Reverse Polish notation

Ruby - 95 77 characters

a=[]
gets.split.each{|b|a<<(b=~/\d/?b.to_f: (j,k=a.pop 2;j.send b,k))}
p a[0]

Takes input on stdin.

Testing code

[
  "-4 5 +",
  "5 2 /",
  "5 2.5 /",
  "5 1 2 + 4 * 3 - +",
  "4 2 5 * + 1 3 2 * + /",
  "12 8 3 * 6 / - 2 + -20.5 "
].each do |test|
  puts "[#{test}] gives #{`echo '#{test}' | ruby golf-polish.rb`}"
end

gives

[-4 5 +] gives 1.0
[5 2 /] gives 2.5
[5 2.5 /] gives 2.0
[5 1 2 + 4 * 3 - +] gives 14.0
[4 2 5 * + 1 3 2 * + /] gives 2.0
[12 8 3 * 6 / - 2 + -20.5 ] gives 10.0

Unlike the C version this returns the last valid result if there are extra numbers appended to the input it seems.

Scheme, 162 chars

(Line breaks added for clarity—all are optional.)

(let l((s'()))(let((t(read)))(cond((number? t)(l`(,t,@s)))((assq t
`((+,+)(-,-)(*,*)(/,/)))=>(lambda(a)(l`(,((cadr a)(cadr s)(car s))
,@(cddr s)))))(else(car s)))))

Fully-formatted (ungolfed) version:

(let loop ((stack '()))
  (let ((token (read)))
    (cond ((number? token) (loop `(,token ,@stack)))
          ((assq token `((+ ,+) (- ,-) (* ,*) (/ ,/)))
           => (lambda (ass) (loop `(,((cadr ass) (cadr stack) (car stack))
                                    ,@(cddr stack)))))
          (else (car stack)))))

---

Selected commentary

`(,foo ,@bar) is the same as (cons foo bar) (i.e., it (effectively^†) returns a new list with foo prepended to bar), except it's one character shorter if you compress all the spaces out.

Thus, you can read the iteration clauses as (loop (cons token stack)) and (loop (cons ((cadr ass) (cadr stack) (car stack)) (cddr stack))) if that's easier on your eyes.

`((+ ,+) (- ,-) (* ,*) (/ ,/)) creates an association list with the symbol + paired with the procedure +, and likewise with the other operators.
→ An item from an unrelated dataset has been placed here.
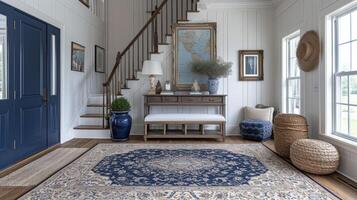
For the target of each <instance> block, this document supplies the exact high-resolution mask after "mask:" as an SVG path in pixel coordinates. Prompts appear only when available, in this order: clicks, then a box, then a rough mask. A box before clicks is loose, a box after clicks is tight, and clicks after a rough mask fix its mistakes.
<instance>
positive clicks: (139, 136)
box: [0, 136, 357, 200]
mask: <svg viewBox="0 0 357 200" xmlns="http://www.w3.org/2000/svg"><path fill="white" fill-rule="evenodd" d="M111 142H112V141H111V140H101V139H73V140H71V141H69V142H66V143H64V144H62V145H57V146H55V147H52V148H50V149H48V150H46V151H43V152H41V153H39V154H36V155H34V156H32V157H30V158H28V159H26V160H23V161H21V162H19V163H17V164H15V165H14V166H12V167H10V168H8V169H5V170H3V171H0V177H3V176H6V175H7V174H9V173H11V172H13V171H15V170H17V169H19V168H21V167H23V166H24V165H26V164H28V163H31V162H33V161H34V160H36V159H38V158H40V157H42V156H44V155H46V154H47V153H49V152H51V151H53V150H55V149H57V148H59V147H62V148H89V149H90V148H92V147H94V146H95V145H97V144H99V143H111ZM127 143H144V141H143V139H142V136H133V137H131V138H130V140H129V141H127ZM147 143H150V144H185V143H194V144H200V143H201V144H207V143H209V144H210V143H212V144H214V143H222V142H219V141H216V140H187V139H182V140H149V141H148V142H147ZM224 143H225V144H249V143H255V142H252V141H247V140H243V139H241V138H240V137H226V140H225V142H224ZM263 144H264V145H265V146H267V147H268V148H269V149H271V150H272V151H275V148H274V143H273V141H267V142H264V143H263ZM288 162H289V161H288ZM306 175H307V176H309V177H310V178H312V179H313V180H315V181H316V182H317V183H319V184H320V185H322V186H323V187H325V188H327V189H328V190H330V191H331V192H333V193H334V194H335V195H337V196H338V197H340V198H341V199H347V200H356V199H357V187H356V186H357V184H356V183H354V182H352V181H350V180H348V179H347V178H346V177H344V176H342V175H340V174H338V173H335V174H332V175H328V176H316V175H311V174H306ZM34 187H36V186H28V187H2V186H0V199H1V200H8V199H9V200H11V199H17V198H19V197H21V196H22V195H23V194H25V193H27V192H28V191H30V190H31V189H33V188H34Z"/></svg>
Thus it's a simple symbol lookup table (bare words are (read) in as symbols, which is why no further processing on token is necessary). Association lists have O(n) lookup, and thus are only suitable for short lists, as is the case here. :-P

† This is not technically accurate, but, for non-Lisp programmers, it gets a right-enough idea across.

Python - 124 chars

s=[1,1]
for i in raw_input().split():b,a=map(float,s[:2]);s[:2]=[[a+b],[a-b],[a*b],[a/b],[i,b,a]]["+-*/".find(i)]
print s[0]

Python - 133 chars

s=[1,1]
for i in raw_input().split():b,a=map(float,s[:2]);s={'+':[a+b],'-':[a-b],'*':[a*b],'/':[a/b]}.get(i,[i,b,a])+s[2:]
print s[0]